À l’Est de la RDC, la guerre comme système : quand les routes, les mines et les armes parlent d’une même voix

De Goma aux Hauts Plateaux du Sud-Kivu, le conflit ne progresse plus par à-coups mais par logique. Il s’organise, se finance, se déplace. Derrière les combats visibles, une mécanique plus profonde façonne la guerre congolaise.
À l’Est de la République démocratique du Congo, la guerre n’est plus une déflagration sporadique. Elle est devenue une architecture. Un système huilé où chaque route, chaque mine, chaque colline conquise répond à une rationalité froide. L’expansion récente de groupes armés du Nord-Kivu vers le Sud-Kivu n’est pas un débordement accidentel : c’est un déplacement calculé du centre de gravité du conflit.

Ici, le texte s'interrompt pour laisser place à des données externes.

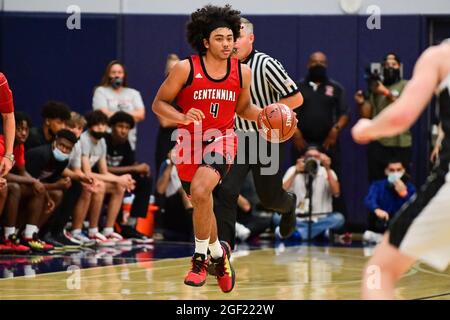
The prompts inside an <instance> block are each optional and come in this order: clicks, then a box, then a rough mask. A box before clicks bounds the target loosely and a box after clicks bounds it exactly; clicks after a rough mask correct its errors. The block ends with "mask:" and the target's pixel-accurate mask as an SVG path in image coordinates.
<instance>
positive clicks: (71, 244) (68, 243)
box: [53, 232, 80, 249]
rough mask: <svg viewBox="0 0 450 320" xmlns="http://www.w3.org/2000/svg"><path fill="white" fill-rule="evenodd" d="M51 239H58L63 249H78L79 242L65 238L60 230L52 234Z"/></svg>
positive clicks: (56, 239)
mask: <svg viewBox="0 0 450 320" xmlns="http://www.w3.org/2000/svg"><path fill="white" fill-rule="evenodd" d="M53 239H55V240H56V241H58V242H59V243H60V244H61V245H62V246H63V247H64V249H78V248H80V244H79V243H76V242H73V241H72V240H70V239H69V238H67V237H66V236H65V235H64V233H62V232H60V233H58V234H56V235H54V236H53Z"/></svg>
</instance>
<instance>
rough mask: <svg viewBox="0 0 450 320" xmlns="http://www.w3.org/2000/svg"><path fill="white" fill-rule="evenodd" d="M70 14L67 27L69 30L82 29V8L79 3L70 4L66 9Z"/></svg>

La guerre ne prend plus les villes, elle capte les flux
Les lignes de front ne se dessinent plus autour des capitales provinciales, mais le long des corridors de transit. Routes minières, pistes rurales, carrefours commerciaux : la guerre épouse la carte des flux. Contrôler un axe, c’est contrôler ce qui circule — minerais, carburant, hommes, argent. Le territoire n’est plus un symbole de souveraineté, mais une infrastructure de rendement.
Le sous-sol, carburant de la violence
Au cœur de cette mécanique, les minerais jouent le rôle de moteur silencieux. Or, coltan, cassitérite et wolframite financent la guerre, disciplinent les territoires et prolongent les combats. Là où l’arme s’installe, l’économie suit. Taxes, contrôles, filières parallèles : la violence devient administrée, presque bureaucratique. La guerre cesse d’être un chaos ; elle devient une entreprise.
Quand l’État se retire, la guerre gouverne
L’absence de l’État n’engendre pas le vide, mais son contraire. Des autorités de facto émergent, remplacent les services publics, imposent leurs règles. La gouvernance parallèle s’installe, normalise l’exception, transforme l’illégal en quotidien. La souveraineté se délite, morceau par morceau, sans proclamation officielle.
Une guerre en réseau, pas en duel
Ici, pas de face-à-face figé. Le conflit fonctionne par réseaux d’acteurs : groupes rebelles, milices locales, forces régulières, alliés régionaux. Les alliances sont mobiles, adaptatives, opportunistes. Chaque pression militaire engendre une reconfiguration, jamais une fin.
Les civils, otages et rouages
Pris dans l’engrenage, les civils paient, travaillent, survivent. Mineurs, commerçants, transporteurs deviennent, malgré eux, les rouages d’une économie de guerre qui se nourrit de leur vulnérabilité.

La boucle qui enferme la paix
Contrôle territorial, accès aux ressources, financement des armes, expansion militaire : la boucle se referme. Tant qu’elle ne sera pas brisée sur tous ses maillons, la guerre changera de nom, jamais de nature.
À l’Est de la RDC, la guerre ne se raconte plus seulement en combats. Elle se lit dans les routes, se mesure en tonnes de minerais, et se perpétue par un système que seule une réponse globale pourra désarticuler.